Changes in the climate of the Wujiang River basin have caused spatial and temporal heterogeneity and quantitative changes in rainfall, which in turn have had an impact on river flow. Figure 13 shows the rainfall-flow relationship and multi-year rainfall trends (1965–2017) for the Wulong hydrological station on the Wujiang River. As shown in Figure 13(a), the flow at the Wulong hydrological station is extremely strongly positively correlated with rainfall, with changes in rainfall directly influencing changes in flow. In contrast, Figure 13(b) shows an overall decreasing trend in rainfall from 1956 to 2019, while no significant changes in water withdrawal from the study area, such as industrial and agricultural production, occurred (Ashraf et al. 2016). Studies by other scholars have also demonstrated that in addition to the decreasing trend of rainfall in the Wujiang River basin, the increase in potential evapotranspiration is also affecting the runoff volume, although the effect of evapotranspiration is not as significant as that of rainfall (Guo et al. 2022d).

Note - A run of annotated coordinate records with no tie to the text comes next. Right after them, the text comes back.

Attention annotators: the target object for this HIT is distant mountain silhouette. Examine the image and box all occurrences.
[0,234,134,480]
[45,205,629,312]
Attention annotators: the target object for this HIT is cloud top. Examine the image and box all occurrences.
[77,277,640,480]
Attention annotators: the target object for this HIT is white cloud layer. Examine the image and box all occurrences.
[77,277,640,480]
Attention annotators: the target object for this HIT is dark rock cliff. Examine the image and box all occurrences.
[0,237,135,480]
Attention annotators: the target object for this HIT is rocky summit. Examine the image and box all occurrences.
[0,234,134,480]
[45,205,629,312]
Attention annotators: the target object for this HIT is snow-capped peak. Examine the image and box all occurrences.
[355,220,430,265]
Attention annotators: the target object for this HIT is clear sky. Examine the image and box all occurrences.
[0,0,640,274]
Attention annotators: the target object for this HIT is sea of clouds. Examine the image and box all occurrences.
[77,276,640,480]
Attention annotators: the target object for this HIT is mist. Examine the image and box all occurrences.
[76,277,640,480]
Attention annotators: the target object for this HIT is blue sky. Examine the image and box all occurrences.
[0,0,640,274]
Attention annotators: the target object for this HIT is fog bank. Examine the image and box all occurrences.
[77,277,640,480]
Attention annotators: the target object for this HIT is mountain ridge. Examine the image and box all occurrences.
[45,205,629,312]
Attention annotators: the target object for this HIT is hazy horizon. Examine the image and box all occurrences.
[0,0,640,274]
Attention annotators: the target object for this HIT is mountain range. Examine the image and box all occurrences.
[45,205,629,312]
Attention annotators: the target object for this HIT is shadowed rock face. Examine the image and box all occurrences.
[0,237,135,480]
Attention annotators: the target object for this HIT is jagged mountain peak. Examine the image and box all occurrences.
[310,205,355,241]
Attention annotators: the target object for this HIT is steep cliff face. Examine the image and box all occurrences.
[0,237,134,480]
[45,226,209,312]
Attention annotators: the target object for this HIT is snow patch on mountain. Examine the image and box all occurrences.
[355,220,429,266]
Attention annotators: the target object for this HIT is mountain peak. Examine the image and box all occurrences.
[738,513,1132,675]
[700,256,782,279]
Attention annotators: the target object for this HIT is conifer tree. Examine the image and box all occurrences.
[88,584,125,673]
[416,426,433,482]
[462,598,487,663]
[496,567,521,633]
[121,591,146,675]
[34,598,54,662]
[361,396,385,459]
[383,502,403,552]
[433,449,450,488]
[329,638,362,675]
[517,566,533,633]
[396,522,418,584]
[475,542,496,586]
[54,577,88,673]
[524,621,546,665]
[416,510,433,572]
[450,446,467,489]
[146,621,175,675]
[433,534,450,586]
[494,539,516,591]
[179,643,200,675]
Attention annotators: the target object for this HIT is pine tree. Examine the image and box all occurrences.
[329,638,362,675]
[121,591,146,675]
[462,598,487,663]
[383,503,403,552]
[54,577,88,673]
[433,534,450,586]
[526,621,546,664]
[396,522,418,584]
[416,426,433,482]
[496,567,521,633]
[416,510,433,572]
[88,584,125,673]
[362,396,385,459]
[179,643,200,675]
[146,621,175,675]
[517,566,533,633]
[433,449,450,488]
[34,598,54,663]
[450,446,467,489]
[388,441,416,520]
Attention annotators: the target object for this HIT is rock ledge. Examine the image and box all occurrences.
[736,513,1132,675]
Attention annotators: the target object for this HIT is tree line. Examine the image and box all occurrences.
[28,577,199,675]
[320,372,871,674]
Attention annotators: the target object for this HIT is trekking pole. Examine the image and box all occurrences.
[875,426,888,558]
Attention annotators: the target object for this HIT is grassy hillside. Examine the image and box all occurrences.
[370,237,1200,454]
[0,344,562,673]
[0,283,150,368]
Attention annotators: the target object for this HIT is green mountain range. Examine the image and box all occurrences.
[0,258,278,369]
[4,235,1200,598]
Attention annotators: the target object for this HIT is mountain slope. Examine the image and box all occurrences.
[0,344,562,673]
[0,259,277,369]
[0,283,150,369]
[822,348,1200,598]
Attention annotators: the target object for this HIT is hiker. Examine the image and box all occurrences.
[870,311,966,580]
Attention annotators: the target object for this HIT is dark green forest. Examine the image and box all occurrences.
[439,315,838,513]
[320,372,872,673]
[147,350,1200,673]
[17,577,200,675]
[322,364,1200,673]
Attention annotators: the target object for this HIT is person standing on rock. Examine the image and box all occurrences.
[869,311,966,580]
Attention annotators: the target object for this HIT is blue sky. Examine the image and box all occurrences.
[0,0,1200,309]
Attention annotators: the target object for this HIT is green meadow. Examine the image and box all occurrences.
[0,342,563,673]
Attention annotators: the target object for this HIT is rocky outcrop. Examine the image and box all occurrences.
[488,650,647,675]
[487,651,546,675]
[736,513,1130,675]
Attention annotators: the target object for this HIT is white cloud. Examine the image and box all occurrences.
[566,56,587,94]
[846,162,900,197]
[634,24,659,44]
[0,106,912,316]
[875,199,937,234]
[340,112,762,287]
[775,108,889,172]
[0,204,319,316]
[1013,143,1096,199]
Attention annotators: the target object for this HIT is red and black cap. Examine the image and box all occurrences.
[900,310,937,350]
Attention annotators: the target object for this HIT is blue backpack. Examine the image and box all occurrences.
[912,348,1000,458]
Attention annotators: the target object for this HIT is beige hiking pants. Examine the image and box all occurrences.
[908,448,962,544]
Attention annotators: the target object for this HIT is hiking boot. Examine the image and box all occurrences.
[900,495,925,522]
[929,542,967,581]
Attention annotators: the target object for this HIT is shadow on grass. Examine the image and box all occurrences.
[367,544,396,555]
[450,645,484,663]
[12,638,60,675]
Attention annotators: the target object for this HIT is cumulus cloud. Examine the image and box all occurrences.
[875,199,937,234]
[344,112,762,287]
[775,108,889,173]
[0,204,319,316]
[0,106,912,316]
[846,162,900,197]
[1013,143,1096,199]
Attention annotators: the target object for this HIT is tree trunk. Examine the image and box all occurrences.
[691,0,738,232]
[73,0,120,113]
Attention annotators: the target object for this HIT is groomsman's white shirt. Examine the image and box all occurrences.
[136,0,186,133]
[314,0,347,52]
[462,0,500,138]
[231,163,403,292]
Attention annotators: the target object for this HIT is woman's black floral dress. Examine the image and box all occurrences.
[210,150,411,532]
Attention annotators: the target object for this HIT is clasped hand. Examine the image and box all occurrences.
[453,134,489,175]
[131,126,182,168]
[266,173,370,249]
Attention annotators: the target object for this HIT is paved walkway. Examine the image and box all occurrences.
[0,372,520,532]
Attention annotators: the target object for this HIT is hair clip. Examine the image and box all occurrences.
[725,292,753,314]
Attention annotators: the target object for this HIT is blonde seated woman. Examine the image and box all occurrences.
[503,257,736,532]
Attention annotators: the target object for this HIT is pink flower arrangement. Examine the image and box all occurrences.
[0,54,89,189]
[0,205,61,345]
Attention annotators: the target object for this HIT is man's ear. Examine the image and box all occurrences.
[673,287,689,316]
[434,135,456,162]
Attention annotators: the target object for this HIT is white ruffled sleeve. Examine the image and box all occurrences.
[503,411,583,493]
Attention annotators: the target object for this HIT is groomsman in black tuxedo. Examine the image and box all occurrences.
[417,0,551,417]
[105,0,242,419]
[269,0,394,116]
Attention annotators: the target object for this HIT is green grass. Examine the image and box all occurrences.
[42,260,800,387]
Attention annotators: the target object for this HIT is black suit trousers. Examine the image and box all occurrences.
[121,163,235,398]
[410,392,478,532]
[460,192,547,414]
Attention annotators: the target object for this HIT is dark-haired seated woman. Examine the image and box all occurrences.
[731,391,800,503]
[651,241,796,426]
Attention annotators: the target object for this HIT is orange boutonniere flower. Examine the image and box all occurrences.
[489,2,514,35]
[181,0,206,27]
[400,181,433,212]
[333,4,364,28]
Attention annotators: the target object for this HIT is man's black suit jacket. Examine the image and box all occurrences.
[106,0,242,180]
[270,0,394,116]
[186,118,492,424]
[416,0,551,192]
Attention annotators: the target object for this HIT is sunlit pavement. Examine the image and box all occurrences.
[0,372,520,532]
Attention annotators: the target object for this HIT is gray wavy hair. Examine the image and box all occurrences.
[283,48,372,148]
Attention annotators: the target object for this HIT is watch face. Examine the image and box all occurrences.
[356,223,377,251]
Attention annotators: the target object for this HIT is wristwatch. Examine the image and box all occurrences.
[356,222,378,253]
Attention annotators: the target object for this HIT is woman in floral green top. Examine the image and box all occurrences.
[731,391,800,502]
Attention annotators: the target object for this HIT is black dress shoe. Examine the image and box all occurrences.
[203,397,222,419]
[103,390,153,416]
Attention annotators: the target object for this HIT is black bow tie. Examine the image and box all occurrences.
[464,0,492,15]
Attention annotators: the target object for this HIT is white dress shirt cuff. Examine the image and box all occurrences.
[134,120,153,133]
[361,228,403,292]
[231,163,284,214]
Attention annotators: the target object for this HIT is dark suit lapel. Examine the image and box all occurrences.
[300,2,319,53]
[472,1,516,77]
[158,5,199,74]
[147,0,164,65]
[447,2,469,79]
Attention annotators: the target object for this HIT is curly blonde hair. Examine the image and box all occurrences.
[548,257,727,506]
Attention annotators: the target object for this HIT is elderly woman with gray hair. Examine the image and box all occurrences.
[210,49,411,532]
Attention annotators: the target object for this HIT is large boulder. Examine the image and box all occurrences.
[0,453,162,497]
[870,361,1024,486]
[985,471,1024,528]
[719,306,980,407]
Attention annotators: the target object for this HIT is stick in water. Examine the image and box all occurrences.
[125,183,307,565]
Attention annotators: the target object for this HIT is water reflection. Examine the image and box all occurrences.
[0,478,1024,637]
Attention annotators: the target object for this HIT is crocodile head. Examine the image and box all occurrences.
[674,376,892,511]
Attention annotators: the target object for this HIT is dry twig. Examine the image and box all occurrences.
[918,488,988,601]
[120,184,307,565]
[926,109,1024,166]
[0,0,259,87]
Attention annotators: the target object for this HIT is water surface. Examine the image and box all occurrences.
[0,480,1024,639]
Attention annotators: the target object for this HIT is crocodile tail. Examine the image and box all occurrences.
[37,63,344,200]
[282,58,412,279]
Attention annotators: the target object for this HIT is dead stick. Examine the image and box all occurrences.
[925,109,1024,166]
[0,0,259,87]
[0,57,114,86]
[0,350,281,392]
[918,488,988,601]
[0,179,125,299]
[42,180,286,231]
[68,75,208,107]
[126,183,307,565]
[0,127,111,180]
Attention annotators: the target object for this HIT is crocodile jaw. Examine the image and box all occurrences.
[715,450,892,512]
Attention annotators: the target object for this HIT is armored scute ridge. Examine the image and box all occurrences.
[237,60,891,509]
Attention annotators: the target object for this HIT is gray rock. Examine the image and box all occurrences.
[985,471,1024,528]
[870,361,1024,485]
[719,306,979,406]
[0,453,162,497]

Therefore, it can be concluded that among the climatic factors, the decrease in rainfall is the main reason for the decreasing trend of runoff flow in the Wujiang River basin from year to year. This is consistent with the prediction of Guo et al. (2015) that runoff changes in the Yangtze River basin are mainly influenced by precipitation and that changes in potential evapotranspiration play a relatively minor role in determining runoff changes. In addition, the Wujiang River basin is mostly a karst landscape unit with a double-layer surface-subsurface structure, which makes the soil in the region highly permeable and prone to a reduction in surface flow. The high permeability of the soils in the area is likely to cause a reduction in surface flow (Qin et al. 2011).
Figure 13
Rainfall at the Wulong hydrological station of the Wujiang River – flow relationships and multi-year rainfall trends.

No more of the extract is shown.